How can we help U.S. farmers and ranchers meet growing national and global demand for food, feed, fiber and fuel in an increasingly sustainable manner? That question is at the crux of The Nature Conservancy’s (TNC) strategy of “sustainable intensification of agriculture.” Indeed many agribusinesses, agricultural associations, food and beverage companies, retailers, agencies and non-governmental organizations are currently engaged in that strategy, either implicitly or explicitly.
As global population skyrockets to more than 9 billion people, and growing middle classes in developing nations demand more protein in their diets, how do we feed a hungrier world over the next four decades without converting hundreds of millions of acres of natural areas to cropland? This is the greatest challenge of our generation.
Yet ours is not the first generation to consider such challenges. Some 40 years ago, Norman Borlaug led the Green Revolution which is credited with saving hundreds of millions of lives. But 15 decades ago, Abraham Lincoln was wrestling with some of the same thorny questions that many of us are tangling with today.
On Sept. 30, 1859, fresh after losing a U.S. Senate race to Stephen Douglas and nearly nine months before he would be nominated as the Republican candidate for President of the United States, Lincoln addressed a group of mostly farmers at the Wisconsin State Fair in Milwaukee, making a number of astonishingly prescient observations.
Lincoln posited: “What would be the effect upon the farming interest to push the soil up to something near its full capacity?” He describes “ ‘thorough cultivation’—putting the soil to the top of its capacity—producing the largest crop possible from a given quantity of ground.”
Lincoln also expounded on population. While he could not have been aware of the intense pressures on natural resources that we will be facing in the next four decades, Lincoln nevertheless observed, “Population must increase rapidly—more rapidly than in former time—and ere long the most valuable of all arts, will be the art of deriving a comfortable subsistence from the smallest area of soil.”

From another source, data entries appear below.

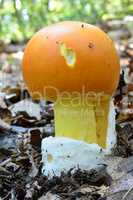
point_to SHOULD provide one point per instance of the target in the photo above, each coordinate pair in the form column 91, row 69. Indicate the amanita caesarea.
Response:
column 75, row 65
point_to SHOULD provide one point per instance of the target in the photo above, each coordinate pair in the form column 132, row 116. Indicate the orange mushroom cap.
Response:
column 68, row 56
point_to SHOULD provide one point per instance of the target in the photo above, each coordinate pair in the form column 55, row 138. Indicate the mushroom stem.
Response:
column 83, row 121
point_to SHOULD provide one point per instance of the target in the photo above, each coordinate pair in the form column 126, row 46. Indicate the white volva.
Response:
column 60, row 154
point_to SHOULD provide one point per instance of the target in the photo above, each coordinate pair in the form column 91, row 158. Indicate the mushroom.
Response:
column 76, row 66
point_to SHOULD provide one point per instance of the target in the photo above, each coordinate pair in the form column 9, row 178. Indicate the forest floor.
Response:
column 23, row 124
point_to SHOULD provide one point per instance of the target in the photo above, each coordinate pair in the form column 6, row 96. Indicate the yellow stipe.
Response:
column 83, row 122
column 68, row 54
column 102, row 112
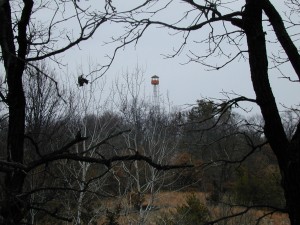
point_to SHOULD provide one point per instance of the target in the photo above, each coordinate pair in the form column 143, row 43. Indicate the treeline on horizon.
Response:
column 230, row 156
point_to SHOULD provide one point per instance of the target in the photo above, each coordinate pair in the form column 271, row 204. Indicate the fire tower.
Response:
column 155, row 83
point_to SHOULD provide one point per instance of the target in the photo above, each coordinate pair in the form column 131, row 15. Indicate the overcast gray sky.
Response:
column 184, row 83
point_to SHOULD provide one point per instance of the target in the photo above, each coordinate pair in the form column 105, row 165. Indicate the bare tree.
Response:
column 25, row 38
column 242, row 27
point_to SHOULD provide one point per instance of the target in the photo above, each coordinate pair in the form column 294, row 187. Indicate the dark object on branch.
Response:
column 78, row 135
column 82, row 81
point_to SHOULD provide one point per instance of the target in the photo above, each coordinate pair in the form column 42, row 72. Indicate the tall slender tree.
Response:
column 218, row 23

TNC is currently partnering with farmers, agribusinesses, agricultural associations and USDA to improve soil health. Improving soil health is a way to increased yields, profitability and environmental performance simultaneously. Producing more from current cropland is at the core of our agriculture strategy. It astounds me that some of what I had considered to be cutting-edge, state-of-the-art discussions have their roots in conversations that took place more than a century-and-a-half ago. The very same principles underpinning what Lincoln referred to as “thorough cultivation,” we refer to today as “sustainable intensification of agriculture.”
Granted, Lincoln could not have foreseen the advances of precision agriculture and biotechnology that have occurred in the last few decades. But surprisingly, in that very same speech in 1859, Lincoln theorized about a “steam plow” that would plow better, cheaper and more rapidly than animal labor, and facilitate “thorough cultivation.” He queried: “Unquestionably, thorough cultivation will require more labor to the acre, but will it require more to the bushel?” Lincoln was describing a more efficient utilization of labor and natural resources driven by technology, tenets that underlie precision agriculture today.
Lincoln concludes ever optimistically with the following: “Let us hope… that by the best cultivation of the physical world, beneath us and around us; and the intellectual and moral world within us, we shall secure an individual, social, and political prosperity and happiness, whose course shall be onward and upward, and which, while the earth endures, shall not pass away.”
We can all find plenty of cause for doom and gloom as we look ahead to the challenges of food security and conservation that will be manifest in the coming decades. I often reflect on the projections from the United Nation’s Food and Agriculture Organization that we will lose 300 million acres of natural areas, primarily grasslands and tropical forests, to cropland in the next four decades. That point really sinks home as I consider that in TNC’s 60-year history, we and our partners have managed to conserve 120 million acres of natural areas—an area approximately the size of California. As big as that number is, we stand to lose two-and-a-half Californias in the coming years if we fail to sustainably increase agricultural production on current croplands.
However, I am buoyed by the potential that precision agriculture, biotechnology and improved genetics all hold for increasing agricultural production. I am also encouraged by the huge yield gaps still present in many parts of the world. By providing basic access to fertilizer, water and better seeds to farmers in Africa, Asia and parts of Latin America, we can increase production exponentially in many of those areas.
Abraham Lincoln had lost his job, was defeated for the state legislature, failed in business, and was defeated twice for both the U.S. House of Representatives and the U.S. Senate—all before he gave that speech at the Wisconsin State Fair. If he still had cause for optimism, then so can we.